Dalam kesusasteraan Veda (Gopāla-tāpanī Upaniṣad 1.1) pernyataan berikut tercantum:

sac-cid-ānanda-rūpāya
kṛṣṇāyākliṣṭa-kāriṇe
namo vedānta-vedyāya
gurave buddhi-sākṣiṇe

"Hamba bersujud dengan hormat kepada Kṛṣṇa, yang mempunyai bentuk rohani, kebahagiaan, kekekalan, dan pengetahuan. Hamba bersujud kepada Kṛṣṇa, sebab mengerti tentang Beliau berarti mengerti tentang Veda. Karena itu, Kṛṣṇa adalah guru kerohanian yang paling utama." Kemudian dinyatakan, kṛṣṇo vai paramaṁ daivatam: "Kṛṣṇa adalah Kepribadian Tuhan Yang Maha Esa." (Gopāla-tāpanī Upaniṣad 1.3). Eko vaśī sarva-gaḥ kṛṣṇa īḍyaḥ: "Kṛṣṇa yang satu ini adalah Kepribadian Tuhan Yang Maha Esa, dan Beliau patut disembah." Eko 'pi san bahudhā yo 'vabhāti: "Kṛṣṇa adalah satu, tetapi Kṛṣṇa terwujud dalam bentuk-bentuk dan penjelmaan-penjelmaan yang tidak terhingga." (Gopāla-tāpanī Upaniṣad 1.21).

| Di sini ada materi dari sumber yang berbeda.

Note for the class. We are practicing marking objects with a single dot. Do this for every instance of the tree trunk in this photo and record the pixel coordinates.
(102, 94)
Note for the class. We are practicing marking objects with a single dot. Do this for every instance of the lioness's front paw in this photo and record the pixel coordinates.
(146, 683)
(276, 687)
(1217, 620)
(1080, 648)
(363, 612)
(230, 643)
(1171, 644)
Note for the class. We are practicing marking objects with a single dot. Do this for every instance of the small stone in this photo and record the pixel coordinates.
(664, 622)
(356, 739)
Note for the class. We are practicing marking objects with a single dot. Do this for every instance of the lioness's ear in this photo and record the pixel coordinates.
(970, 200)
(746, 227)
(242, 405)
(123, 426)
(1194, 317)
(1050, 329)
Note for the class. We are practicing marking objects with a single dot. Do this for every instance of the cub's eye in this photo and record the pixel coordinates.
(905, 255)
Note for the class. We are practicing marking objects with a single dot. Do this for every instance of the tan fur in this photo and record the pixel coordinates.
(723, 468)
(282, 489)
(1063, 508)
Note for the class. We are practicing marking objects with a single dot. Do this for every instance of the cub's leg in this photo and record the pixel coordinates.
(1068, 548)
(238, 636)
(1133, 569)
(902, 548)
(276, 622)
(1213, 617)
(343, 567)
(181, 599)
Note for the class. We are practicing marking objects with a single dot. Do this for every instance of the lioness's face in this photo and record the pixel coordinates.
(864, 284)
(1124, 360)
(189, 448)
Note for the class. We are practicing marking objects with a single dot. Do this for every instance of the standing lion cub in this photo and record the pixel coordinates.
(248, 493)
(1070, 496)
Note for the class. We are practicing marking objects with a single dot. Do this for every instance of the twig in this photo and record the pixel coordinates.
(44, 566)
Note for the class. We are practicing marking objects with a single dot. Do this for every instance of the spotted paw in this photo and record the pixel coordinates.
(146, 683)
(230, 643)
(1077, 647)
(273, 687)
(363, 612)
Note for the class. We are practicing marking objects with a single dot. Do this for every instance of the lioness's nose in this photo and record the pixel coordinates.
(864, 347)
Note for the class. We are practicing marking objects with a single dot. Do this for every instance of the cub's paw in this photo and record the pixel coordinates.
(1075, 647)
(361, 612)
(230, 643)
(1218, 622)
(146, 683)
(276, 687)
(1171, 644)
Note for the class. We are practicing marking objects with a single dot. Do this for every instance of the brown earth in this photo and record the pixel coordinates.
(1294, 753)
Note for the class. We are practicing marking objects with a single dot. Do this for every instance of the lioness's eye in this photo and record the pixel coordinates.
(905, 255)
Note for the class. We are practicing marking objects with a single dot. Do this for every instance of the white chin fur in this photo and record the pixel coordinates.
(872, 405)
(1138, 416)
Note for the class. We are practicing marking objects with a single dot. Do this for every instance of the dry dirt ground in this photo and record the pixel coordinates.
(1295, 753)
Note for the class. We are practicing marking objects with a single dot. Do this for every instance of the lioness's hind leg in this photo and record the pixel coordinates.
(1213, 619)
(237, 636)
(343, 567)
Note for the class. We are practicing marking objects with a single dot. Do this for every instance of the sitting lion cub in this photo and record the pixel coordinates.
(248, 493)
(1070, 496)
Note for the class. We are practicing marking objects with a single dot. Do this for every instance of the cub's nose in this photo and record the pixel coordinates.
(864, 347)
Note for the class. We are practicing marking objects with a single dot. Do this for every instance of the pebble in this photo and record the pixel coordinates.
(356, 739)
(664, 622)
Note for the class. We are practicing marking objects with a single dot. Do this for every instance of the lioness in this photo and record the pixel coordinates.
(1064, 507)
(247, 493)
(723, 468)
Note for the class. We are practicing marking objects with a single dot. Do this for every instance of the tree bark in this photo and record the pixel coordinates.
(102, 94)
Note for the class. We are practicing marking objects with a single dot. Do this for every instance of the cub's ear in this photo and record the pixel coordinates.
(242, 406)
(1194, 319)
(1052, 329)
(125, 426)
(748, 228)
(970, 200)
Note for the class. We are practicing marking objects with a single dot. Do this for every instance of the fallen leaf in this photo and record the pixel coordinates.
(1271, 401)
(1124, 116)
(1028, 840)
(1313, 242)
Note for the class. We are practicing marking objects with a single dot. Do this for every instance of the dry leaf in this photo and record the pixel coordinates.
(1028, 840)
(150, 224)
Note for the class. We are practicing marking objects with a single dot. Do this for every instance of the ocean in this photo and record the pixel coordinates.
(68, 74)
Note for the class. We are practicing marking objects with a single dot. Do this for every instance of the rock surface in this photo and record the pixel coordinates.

Dalam Brahma-saṁhitā (5.1) dinyatakan:

īśvaraḥ paramaḥ kṛṣṇaḥ
sac-cid-ānanda-vigrahaḥ
anādir ādir govindaḥ
sarva-kāraṇa-kāraṇam

"Kepribadian Tuhan Yang Maha Esa adalah Kṛṣṇa, yang mempunyai badan kekekalan, pengetahuan dan kebahagiaan. Kṛṣṇa tidak mempunyai awal, sebab Kṛṣṇa adalah awal segala sesuatu. Kṛṣṇa adalah sebab segala sebab."

Dalam ayat ini dinyatakan, yatrāvatīrṇaṁ kṛṣṇākhyaṁ paraṁ brahma narākṛti: "Kebenaran Mutlak Yang Paling Utama adalah kepribadian, Beliau bernama Kṛṣṇa, dan kadang kala Beliau turun ke bumi ini." Begitu pula, dalam Śrīmad-Bhāgavatam kita menemukan uraian tentang segala jenis penjelmaan Kepribadian Tuhan Yang Maha Esa. Nama Kṛṣṇa juga tercantum dalam daftar tersebut. Tetapi kemudian dikatakan bahwa Kṛṣṇa bukan penjelmaan dari Tuhan Yang Maha Esa, melainkan Kṛṣṇa adalah Kepribadian Tuhan Yang Maha Esa yang asli Sendiri (ete cāṁśa-kalāḥ puṁsaḥ kṛṣṇas tu bhagavān svayam).

Begitu pula, dalam Bhagavad-gītā Kṛṣṇa bersabda, mattaḥ parataraṁ nānyat: "Tiada sesuatu yang lebih tinggi daripada bentukKu sebagai Kepribadian Tuhan Yang Maha Esa Kṛṣṇa." Dalam ayat lain dari Bhagavad-gītā Kṛṣṇa juga bersabda, aham ādir hi devānām: "Aku adalah sumber semua dewa." Sesudah mengerti Bhagavad-gītā dari Kṛṣṇa, Arjuna juga membenarkan kenyataan ini sebagai berikut: paraṁ brahma paraṁ dhāma pavitram-paramaṁ bhavān, "Sekarang hamba mengerti sepenuhnya bahwa Anda adalah Kepribadian Tuhan Yang Maha Esa, Kebenaran Mutlak, dan bahwa Anda adalah Pelindung segala sesuatu." Karena itu, bentuk semesta yang diperlihatkan kepada Arjuna oleh Kṛṣṇa bukan bentuk asli Tuhan. Bentuk asli adalah bentuk Kṛṣṇa. Bentuk semesta, yang berkepala ribuan dan berlengan ribuan, diwujudkan hanya untuk menarik perhatian orang yang tidak mencintai Tuhan. Bentuk semesta bukan bentuk Tuhan yang asli.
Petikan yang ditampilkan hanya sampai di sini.